Helsinki, années 1970. Stella, Alex et leurs amis sont remplis d'ambitions et de hautes espérances. Dans la fougue de l'adolescence, ils font les quatre cent coups. Mais une passion dévorante vient troubler leur insouciance, et arrive le temps de l'âge adulte et des compromis. Mais oublie-t-on jamais son amour de jeunesse ?
Porté sur cinquante ans par un souffle irrésistible, ce roman est le portrait sensible d'un amour destructeur et de l'éveil au monde de toute une génération. Au sommet de son écriture, Kjell Westö tire avec brio les fils du destin et nous offre l'égal scandinave de Bienvenue au club de Jonathan Coe et des Intéressants de Meg Wolitzer.

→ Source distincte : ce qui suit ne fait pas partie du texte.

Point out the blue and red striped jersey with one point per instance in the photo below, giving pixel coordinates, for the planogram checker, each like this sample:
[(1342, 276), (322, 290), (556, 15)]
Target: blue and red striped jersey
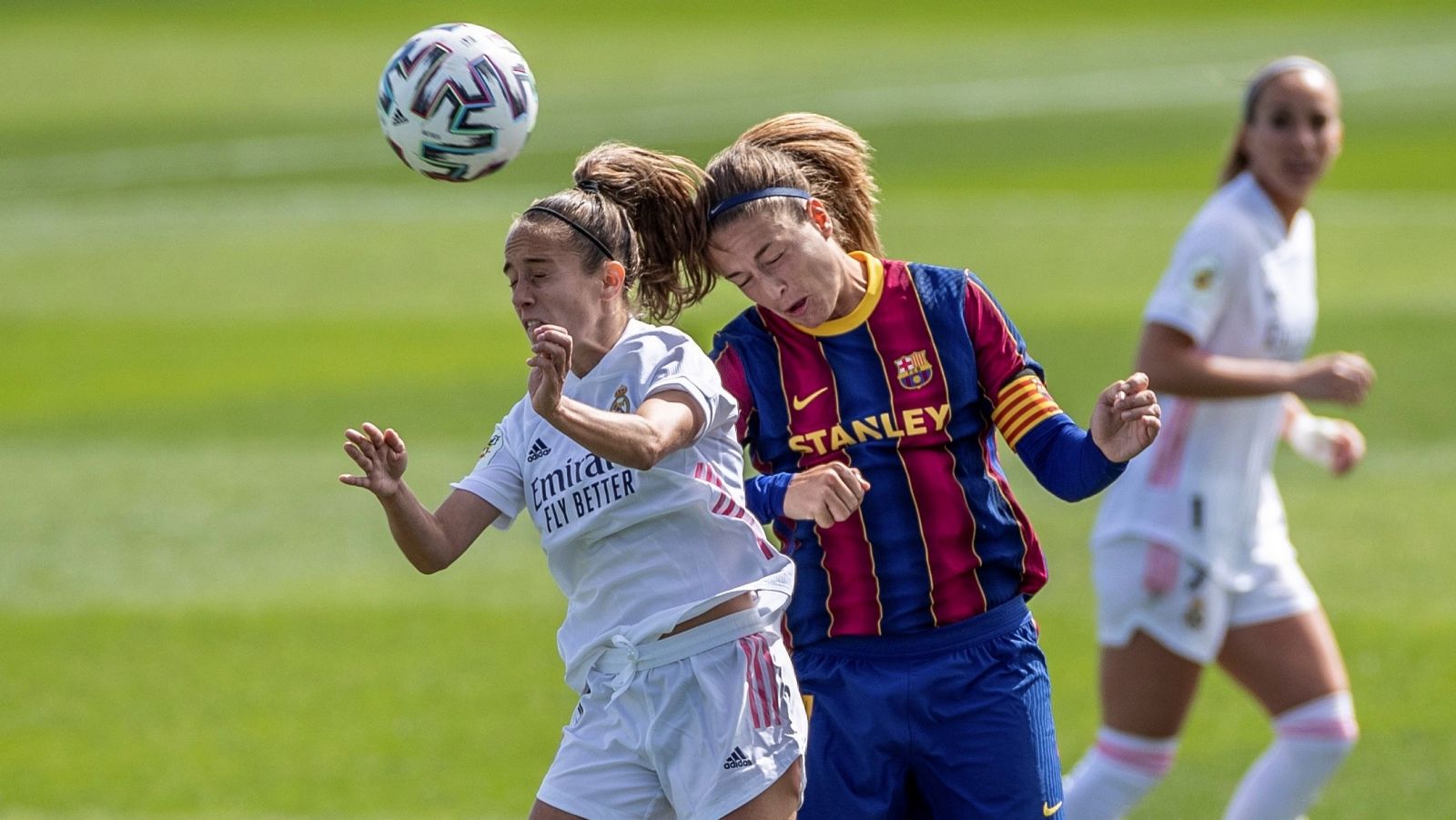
[(905, 390)]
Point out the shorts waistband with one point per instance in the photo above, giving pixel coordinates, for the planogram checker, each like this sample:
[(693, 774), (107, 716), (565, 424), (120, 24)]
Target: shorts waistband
[(985, 626), (623, 655)]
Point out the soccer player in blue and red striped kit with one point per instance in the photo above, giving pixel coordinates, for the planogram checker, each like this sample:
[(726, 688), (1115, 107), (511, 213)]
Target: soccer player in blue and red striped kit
[(870, 393)]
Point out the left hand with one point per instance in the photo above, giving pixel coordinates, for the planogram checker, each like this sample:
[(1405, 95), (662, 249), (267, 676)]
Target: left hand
[(1126, 419), (550, 363)]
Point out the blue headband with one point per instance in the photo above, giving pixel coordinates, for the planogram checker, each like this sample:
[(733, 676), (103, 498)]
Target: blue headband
[(761, 194)]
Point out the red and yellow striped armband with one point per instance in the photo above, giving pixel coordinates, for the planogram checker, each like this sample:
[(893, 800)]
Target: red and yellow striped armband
[(1023, 404)]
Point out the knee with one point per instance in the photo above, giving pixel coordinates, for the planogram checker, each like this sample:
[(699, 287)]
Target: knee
[(1325, 725)]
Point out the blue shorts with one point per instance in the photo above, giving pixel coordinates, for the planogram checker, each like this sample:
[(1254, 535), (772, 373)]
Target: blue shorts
[(953, 723)]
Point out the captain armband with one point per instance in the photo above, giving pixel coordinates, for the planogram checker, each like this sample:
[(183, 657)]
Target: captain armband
[(1023, 405)]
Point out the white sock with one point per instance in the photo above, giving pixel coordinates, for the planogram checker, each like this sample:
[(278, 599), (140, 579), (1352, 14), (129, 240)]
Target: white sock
[(1310, 740), (1116, 774)]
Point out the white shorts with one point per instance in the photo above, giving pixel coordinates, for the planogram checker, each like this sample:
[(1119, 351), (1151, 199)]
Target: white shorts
[(1147, 586), (695, 737)]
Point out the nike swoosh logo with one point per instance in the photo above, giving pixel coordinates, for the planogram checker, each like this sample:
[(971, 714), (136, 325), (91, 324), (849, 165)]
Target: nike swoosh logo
[(800, 404)]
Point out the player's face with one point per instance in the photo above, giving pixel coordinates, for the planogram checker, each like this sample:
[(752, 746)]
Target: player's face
[(785, 261), (1295, 135), (551, 284)]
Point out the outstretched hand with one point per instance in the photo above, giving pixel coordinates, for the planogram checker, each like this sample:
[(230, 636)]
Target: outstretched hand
[(1126, 419), (380, 455), (550, 363)]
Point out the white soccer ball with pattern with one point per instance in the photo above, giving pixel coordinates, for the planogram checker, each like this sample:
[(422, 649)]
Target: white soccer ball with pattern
[(458, 102)]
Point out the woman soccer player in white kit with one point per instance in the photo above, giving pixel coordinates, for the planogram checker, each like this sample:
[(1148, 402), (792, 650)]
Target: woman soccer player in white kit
[(623, 455), (1191, 555)]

Si vous aimez les romans d'introspection, alors, vous y êtes et croyez-moi, vous allez vous faire plaisir. Il y a beaucoup de nostalgie dans cette oeuvre de Kjell Westö construite sur un vaste retour en arrière d'une cinquantaine d'années développé sur plus de cinq cents pages. Le personnage que l'on découvre au début du roman, narrateur qui restera sans nom, a une soixantaine d'années : il rédige un article sur les liens entre deux écrivains sud-américains, Borgès et Bolanõ. C'est un homme empreint de doute et d'incertitude qui s'interroge sur ce qu'il a été, ce que fut sa vie, le sens de ses relations aux autres : sa famille et surtout ses amis. « Je lisais et j'écrivais (ce que j'avais fait toute ma vie) et pourtant je savais peu de choses, tout comme j'avais peu de choses à dire. Dans le fond je ne savais pas qui j'étais, je ne savais même pas si mes souvenirs étaient vraiment les miens. »
Alors qu'il est plongé dans ses pensées, il se sent observé et voit un inconnu fuir en emportant un objet posé au sol. Quelques jours plus tard, son ami d'enfance est poignardé par ce même inconnu.

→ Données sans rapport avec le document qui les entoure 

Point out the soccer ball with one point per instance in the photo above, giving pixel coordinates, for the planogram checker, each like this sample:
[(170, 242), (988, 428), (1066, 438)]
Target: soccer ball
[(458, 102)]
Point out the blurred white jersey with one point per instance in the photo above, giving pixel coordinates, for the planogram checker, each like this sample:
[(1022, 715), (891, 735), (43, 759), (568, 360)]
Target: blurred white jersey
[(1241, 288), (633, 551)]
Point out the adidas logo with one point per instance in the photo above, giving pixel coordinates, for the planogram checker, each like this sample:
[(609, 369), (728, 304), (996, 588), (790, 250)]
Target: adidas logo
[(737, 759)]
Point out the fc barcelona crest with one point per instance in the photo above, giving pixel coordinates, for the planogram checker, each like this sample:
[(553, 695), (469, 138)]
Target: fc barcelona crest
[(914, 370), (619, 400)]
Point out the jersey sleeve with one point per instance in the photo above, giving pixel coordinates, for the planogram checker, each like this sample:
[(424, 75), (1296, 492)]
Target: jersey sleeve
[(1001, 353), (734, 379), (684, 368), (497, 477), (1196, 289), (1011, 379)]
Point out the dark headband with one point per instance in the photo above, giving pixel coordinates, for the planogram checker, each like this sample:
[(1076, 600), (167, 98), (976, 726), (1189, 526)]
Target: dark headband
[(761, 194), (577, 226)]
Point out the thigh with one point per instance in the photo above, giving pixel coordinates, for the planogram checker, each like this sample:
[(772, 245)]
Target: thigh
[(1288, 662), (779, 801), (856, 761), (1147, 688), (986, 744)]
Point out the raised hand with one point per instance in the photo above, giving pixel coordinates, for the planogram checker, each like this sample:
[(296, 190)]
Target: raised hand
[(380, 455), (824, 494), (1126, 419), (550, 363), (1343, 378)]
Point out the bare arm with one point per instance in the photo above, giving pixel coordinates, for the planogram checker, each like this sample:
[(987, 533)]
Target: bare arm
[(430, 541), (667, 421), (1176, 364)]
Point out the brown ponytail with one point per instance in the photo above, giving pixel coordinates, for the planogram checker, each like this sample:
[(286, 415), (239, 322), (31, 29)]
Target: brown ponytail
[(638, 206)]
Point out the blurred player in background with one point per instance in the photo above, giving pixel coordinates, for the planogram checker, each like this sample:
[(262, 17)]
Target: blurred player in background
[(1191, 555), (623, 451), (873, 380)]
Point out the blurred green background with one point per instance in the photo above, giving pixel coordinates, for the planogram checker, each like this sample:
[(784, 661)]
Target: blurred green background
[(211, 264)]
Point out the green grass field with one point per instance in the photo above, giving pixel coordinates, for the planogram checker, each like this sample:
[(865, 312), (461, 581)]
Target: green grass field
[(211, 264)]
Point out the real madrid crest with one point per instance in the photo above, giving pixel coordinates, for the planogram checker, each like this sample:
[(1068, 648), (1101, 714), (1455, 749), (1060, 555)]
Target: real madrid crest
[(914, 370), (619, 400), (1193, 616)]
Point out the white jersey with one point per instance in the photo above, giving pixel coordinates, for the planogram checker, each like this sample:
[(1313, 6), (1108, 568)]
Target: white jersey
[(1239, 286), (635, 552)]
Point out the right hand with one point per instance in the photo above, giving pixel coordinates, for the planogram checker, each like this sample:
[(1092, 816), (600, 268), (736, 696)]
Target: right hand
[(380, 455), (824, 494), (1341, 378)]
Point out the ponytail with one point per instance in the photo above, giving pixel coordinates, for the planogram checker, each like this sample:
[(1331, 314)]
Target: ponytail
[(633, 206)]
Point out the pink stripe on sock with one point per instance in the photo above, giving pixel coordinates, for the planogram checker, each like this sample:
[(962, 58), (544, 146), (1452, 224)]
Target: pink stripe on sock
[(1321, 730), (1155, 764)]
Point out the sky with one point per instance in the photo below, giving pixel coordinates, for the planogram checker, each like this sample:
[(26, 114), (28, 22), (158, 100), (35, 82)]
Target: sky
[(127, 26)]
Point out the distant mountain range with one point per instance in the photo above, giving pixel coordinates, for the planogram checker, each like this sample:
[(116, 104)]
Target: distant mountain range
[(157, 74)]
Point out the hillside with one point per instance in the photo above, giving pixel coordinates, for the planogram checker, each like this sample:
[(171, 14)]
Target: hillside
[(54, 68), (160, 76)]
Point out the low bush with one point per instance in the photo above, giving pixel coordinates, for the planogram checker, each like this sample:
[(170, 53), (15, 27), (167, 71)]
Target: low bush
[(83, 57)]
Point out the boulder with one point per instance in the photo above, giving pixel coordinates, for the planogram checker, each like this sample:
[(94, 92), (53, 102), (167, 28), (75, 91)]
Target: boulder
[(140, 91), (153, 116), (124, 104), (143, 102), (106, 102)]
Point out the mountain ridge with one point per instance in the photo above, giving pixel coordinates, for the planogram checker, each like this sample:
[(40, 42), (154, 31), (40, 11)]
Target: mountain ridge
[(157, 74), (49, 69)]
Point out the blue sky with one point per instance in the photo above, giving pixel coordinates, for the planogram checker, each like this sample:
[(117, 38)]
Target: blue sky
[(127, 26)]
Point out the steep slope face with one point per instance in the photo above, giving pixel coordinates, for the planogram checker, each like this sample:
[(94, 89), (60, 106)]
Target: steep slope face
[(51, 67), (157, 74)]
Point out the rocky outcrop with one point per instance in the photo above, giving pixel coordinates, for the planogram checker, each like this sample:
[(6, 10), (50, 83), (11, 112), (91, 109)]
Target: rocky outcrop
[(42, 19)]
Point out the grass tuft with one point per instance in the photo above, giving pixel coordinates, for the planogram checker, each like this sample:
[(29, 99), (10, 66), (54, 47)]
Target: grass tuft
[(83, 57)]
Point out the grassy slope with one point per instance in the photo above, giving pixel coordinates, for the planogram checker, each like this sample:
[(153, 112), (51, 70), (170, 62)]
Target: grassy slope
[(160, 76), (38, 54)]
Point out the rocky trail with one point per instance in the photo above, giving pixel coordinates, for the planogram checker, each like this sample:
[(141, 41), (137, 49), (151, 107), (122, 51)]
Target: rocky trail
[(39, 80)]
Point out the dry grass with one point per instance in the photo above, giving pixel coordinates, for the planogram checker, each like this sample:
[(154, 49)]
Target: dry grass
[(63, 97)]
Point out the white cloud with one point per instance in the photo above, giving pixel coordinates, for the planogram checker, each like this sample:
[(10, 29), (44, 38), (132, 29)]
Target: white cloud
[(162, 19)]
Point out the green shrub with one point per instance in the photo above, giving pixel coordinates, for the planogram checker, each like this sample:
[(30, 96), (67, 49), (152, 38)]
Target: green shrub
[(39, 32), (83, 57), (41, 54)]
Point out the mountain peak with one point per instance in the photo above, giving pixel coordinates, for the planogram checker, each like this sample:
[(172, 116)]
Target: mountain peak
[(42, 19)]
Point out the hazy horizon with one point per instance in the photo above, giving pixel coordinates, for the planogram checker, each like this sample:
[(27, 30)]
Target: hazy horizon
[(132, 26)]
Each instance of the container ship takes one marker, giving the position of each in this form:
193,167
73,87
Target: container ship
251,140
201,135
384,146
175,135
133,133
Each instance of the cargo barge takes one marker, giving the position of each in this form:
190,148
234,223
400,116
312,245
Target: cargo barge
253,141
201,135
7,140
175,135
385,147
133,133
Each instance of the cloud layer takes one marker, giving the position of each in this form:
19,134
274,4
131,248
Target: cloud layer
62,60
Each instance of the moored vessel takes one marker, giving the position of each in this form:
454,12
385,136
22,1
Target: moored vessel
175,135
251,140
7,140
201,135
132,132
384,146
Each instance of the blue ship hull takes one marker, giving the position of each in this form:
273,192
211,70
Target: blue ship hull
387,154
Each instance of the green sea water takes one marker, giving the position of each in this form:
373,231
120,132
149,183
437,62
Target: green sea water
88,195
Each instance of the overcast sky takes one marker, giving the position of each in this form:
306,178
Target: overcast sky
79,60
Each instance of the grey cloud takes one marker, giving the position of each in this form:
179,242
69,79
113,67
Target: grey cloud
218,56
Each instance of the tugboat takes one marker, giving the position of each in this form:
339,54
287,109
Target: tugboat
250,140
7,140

Cet événement joue le rôle de la petite madeleine proustienne. En effet, le narrateur comprend alors que tout s'explique par ce qu'ils ont été, lui et ses amis : « j'étais lié à tout ce qui s'était passé, pas seulement à cet incident et aux événements actuels, mais aussi aux faits et gestes du passé, qui s'étaient produits au fil de plusieurs décennies et conduisaient au point où je me tenais actuellement.»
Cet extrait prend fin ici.